The Child Care Business Lab is an intensive cohort-based program that gives entrepreneurs the tools to start a successful small business, helps them refine their child care/early childhood education philosophy and guides them through the licensing process. Designed as an experiential leadership opportunity, the Child Care Business Lab will provide participants with a blueprint for a high-quality, financially viable nonprofit, for-profit, co-op or shared model child care business.
The six-month program consists of ten 2½ hour workshops conducted live via Zoom, 25 hours of on-demand online learning sessions, bi-weekly one-on-one meetings with a business advisor and personalized coaching sessions with a child care mentor.
Two of the 2021 cohorts will focus on child care businesses in Maine’s Rim Counties (Washington, Aroostook, Piscataquis, Penobscot, Somerset, Franklin, and Oxford), while a third cohort will focus on child care businesses for families that have recently immigrated to Maine in the Tree Streets Neighborhood in downtown Lewiston, which faces unique challenges around child care including securing appropriate facilities. The Rim Counties cohorts are made possible with funding from the U.S. Department of Health & Human Services and the Bill and Joan Alfond Foundation. The Lewiston cohort was made possible with funding from the John T. Gorman Foundation and aims to expand the number of slots for child care in the Tree Streets Neighborhood by 50 in 2021.
Building on a successful pilot
CEI designed the Child Care Business Lab, a five-year initiative to grow new child care enterprises in underserved areas of Maine, with help from Maine Roads to Quality, the Maine Department of Health and Human Services Office of Child and Family Services Children’s Licensing and Investigation Services, and the Maine Association for the Education of Young Children, in response to data showing that increasing access to quality child care enables more parents to work full time and support their families. Individuals interested in starting a child care enterprise frequently have a passion for early childhood education and development but lack the experience to start and run a financially viable small business or nonprofit.

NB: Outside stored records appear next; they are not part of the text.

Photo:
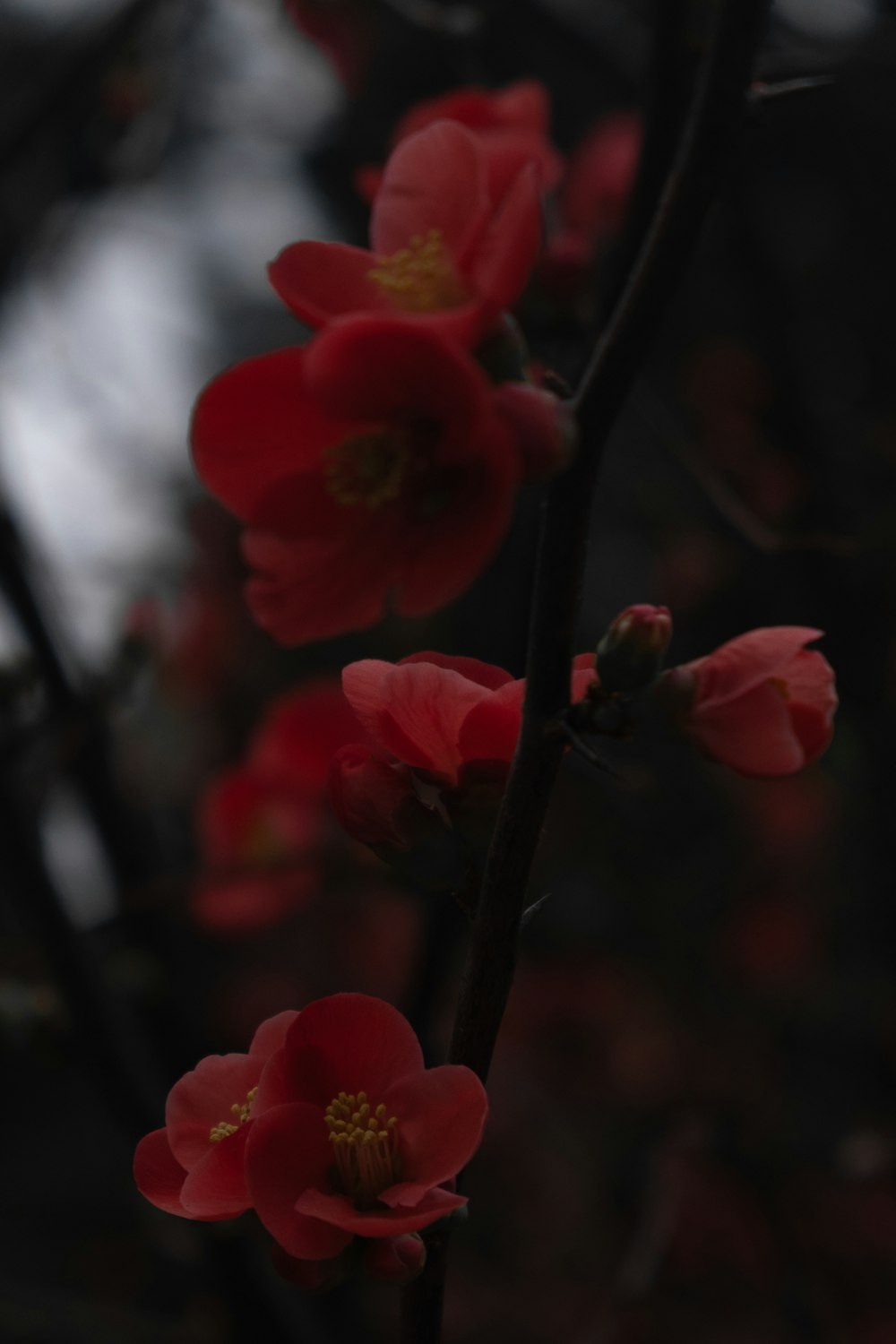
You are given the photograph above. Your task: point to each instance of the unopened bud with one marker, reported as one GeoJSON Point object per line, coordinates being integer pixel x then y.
{"type": "Point", "coordinates": [632, 650]}
{"type": "Point", "coordinates": [395, 1258]}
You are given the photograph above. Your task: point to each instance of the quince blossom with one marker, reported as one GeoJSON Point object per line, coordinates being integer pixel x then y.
{"type": "Point", "coordinates": [761, 703]}
{"type": "Point", "coordinates": [373, 462]}
{"type": "Point", "coordinates": [444, 249]}
{"type": "Point", "coordinates": [331, 1128]}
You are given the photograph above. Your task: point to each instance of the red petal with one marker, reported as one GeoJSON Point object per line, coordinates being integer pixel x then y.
{"type": "Point", "coordinates": [367, 792]}
{"type": "Point", "coordinates": [509, 150]}
{"type": "Point", "coordinates": [441, 1116]}
{"type": "Point", "coordinates": [390, 368]}
{"type": "Point", "coordinates": [490, 730]}
{"type": "Point", "coordinates": [320, 281]}
{"type": "Point", "coordinates": [254, 424]}
{"type": "Point", "coordinates": [524, 104]}
{"type": "Point", "coordinates": [301, 734]}
{"type": "Point", "coordinates": [349, 1043]}
{"type": "Point", "coordinates": [253, 900]}
{"type": "Point", "coordinates": [241, 803]}
{"type": "Point", "coordinates": [454, 539]}
{"type": "Point", "coordinates": [812, 702]}
{"type": "Point", "coordinates": [747, 661]}
{"type": "Point", "coordinates": [314, 591]}
{"type": "Point", "coordinates": [271, 1034]}
{"type": "Point", "coordinates": [504, 257]}
{"type": "Point", "coordinates": [753, 734]}
{"type": "Point", "coordinates": [203, 1098]}
{"type": "Point", "coordinates": [435, 179]}
{"type": "Point", "coordinates": [413, 710]}
{"type": "Point", "coordinates": [288, 1153]}
{"type": "Point", "coordinates": [484, 674]}
{"type": "Point", "coordinates": [158, 1172]}
{"type": "Point", "coordinates": [340, 1212]}
{"type": "Point", "coordinates": [217, 1187]}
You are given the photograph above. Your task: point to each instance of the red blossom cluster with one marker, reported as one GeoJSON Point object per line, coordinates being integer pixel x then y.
{"type": "Point", "coordinates": [330, 1128]}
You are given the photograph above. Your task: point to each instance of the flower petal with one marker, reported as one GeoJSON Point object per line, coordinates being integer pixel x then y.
{"type": "Point", "coordinates": [158, 1172]}
{"type": "Point", "coordinates": [484, 674]}
{"type": "Point", "coordinates": [413, 710]}
{"type": "Point", "coordinates": [492, 728]}
{"type": "Point", "coordinates": [753, 734]}
{"type": "Point", "coordinates": [301, 734]}
{"type": "Point", "coordinates": [435, 179]}
{"type": "Point", "coordinates": [312, 590]}
{"type": "Point", "coordinates": [271, 1034]}
{"type": "Point", "coordinates": [441, 1115]}
{"type": "Point", "coordinates": [254, 424]}
{"type": "Point", "coordinates": [288, 1153]}
{"type": "Point", "coordinates": [392, 370]}
{"type": "Point", "coordinates": [508, 249]}
{"type": "Point", "coordinates": [378, 1222]}
{"type": "Point", "coordinates": [217, 1185]}
{"type": "Point", "coordinates": [203, 1098]}
{"type": "Point", "coordinates": [349, 1043]}
{"type": "Point", "coordinates": [748, 660]}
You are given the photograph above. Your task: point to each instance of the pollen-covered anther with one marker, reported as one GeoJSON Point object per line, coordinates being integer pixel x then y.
{"type": "Point", "coordinates": [422, 277]}
{"type": "Point", "coordinates": [367, 468]}
{"type": "Point", "coordinates": [366, 1147]}
{"type": "Point", "coordinates": [241, 1112]}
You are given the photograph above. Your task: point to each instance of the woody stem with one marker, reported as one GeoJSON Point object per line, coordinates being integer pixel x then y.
{"type": "Point", "coordinates": [697, 163]}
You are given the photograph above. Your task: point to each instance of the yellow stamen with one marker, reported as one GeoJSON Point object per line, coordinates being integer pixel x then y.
{"type": "Point", "coordinates": [368, 468]}
{"type": "Point", "coordinates": [365, 1147]}
{"type": "Point", "coordinates": [422, 277]}
{"type": "Point", "coordinates": [239, 1110]}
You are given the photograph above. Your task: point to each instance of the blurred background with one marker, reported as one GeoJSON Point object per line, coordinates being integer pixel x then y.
{"type": "Point", "coordinates": [692, 1133]}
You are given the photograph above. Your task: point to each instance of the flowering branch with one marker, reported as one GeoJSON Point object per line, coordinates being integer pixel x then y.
{"type": "Point", "coordinates": [712, 121]}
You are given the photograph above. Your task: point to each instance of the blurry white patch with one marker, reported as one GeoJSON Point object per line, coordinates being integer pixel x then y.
{"type": "Point", "coordinates": [75, 862]}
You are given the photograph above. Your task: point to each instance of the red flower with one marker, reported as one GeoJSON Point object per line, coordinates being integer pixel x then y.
{"type": "Point", "coordinates": [511, 124]}
{"type": "Point", "coordinates": [762, 703]}
{"type": "Point", "coordinates": [263, 824]}
{"type": "Point", "coordinates": [444, 250]}
{"type": "Point", "coordinates": [194, 1167]}
{"type": "Point", "coordinates": [450, 722]}
{"type": "Point", "coordinates": [371, 461]}
{"type": "Point", "coordinates": [355, 1134]}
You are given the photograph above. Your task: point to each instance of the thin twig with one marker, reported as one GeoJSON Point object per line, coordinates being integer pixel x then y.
{"type": "Point", "coordinates": [710, 131]}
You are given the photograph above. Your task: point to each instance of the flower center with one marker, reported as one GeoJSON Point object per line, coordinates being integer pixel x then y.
{"type": "Point", "coordinates": [239, 1110]}
{"type": "Point", "coordinates": [365, 1145]}
{"type": "Point", "coordinates": [422, 277]}
{"type": "Point", "coordinates": [367, 468]}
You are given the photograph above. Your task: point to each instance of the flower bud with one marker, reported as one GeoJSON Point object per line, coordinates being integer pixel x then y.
{"type": "Point", "coordinates": [632, 650]}
{"type": "Point", "coordinates": [395, 1258]}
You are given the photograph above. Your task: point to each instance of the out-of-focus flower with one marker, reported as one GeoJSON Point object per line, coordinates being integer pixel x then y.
{"type": "Point", "coordinates": [511, 124]}
{"type": "Point", "coordinates": [444, 250]}
{"type": "Point", "coordinates": [444, 731]}
{"type": "Point", "coordinates": [194, 1166]}
{"type": "Point", "coordinates": [263, 827]}
{"type": "Point", "coordinates": [762, 703]}
{"type": "Point", "coordinates": [355, 1136]}
{"type": "Point", "coordinates": [373, 462]}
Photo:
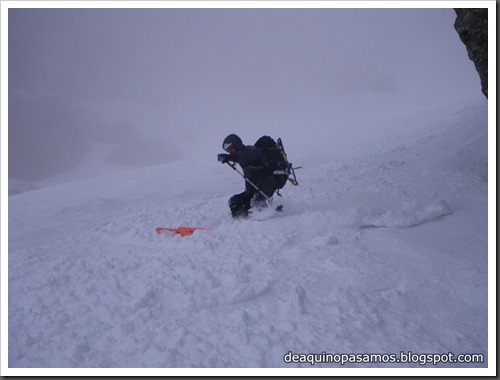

The Child Care Business Lab launched in 2020 with a pilot cohort of eight individuals primarily from Maine’s rural Rim Counties. Participants were motivated by a variety of factors, from wanting to create a good job in a field they were passionate about, challenges they experienced in finding appropriate childcare for their children or grandchildren, to a lack of culturally attuned offerings for immigrant or families of color in Maine’s increasingly diverse communities.
For families and single parents who want or need to work, having access to affordable, high-quality child care is essential to working full time. Across Maine, only 26.5 percent of children up to 14 years-old (55,000 children) are in paid child care, indicating that many parents are shuttling children between family and friends and/or working part-time jobs. Nearly 152,000 Maine children up to 14 years-old (74 percent) may require paid child care services, indicating significant unmet need.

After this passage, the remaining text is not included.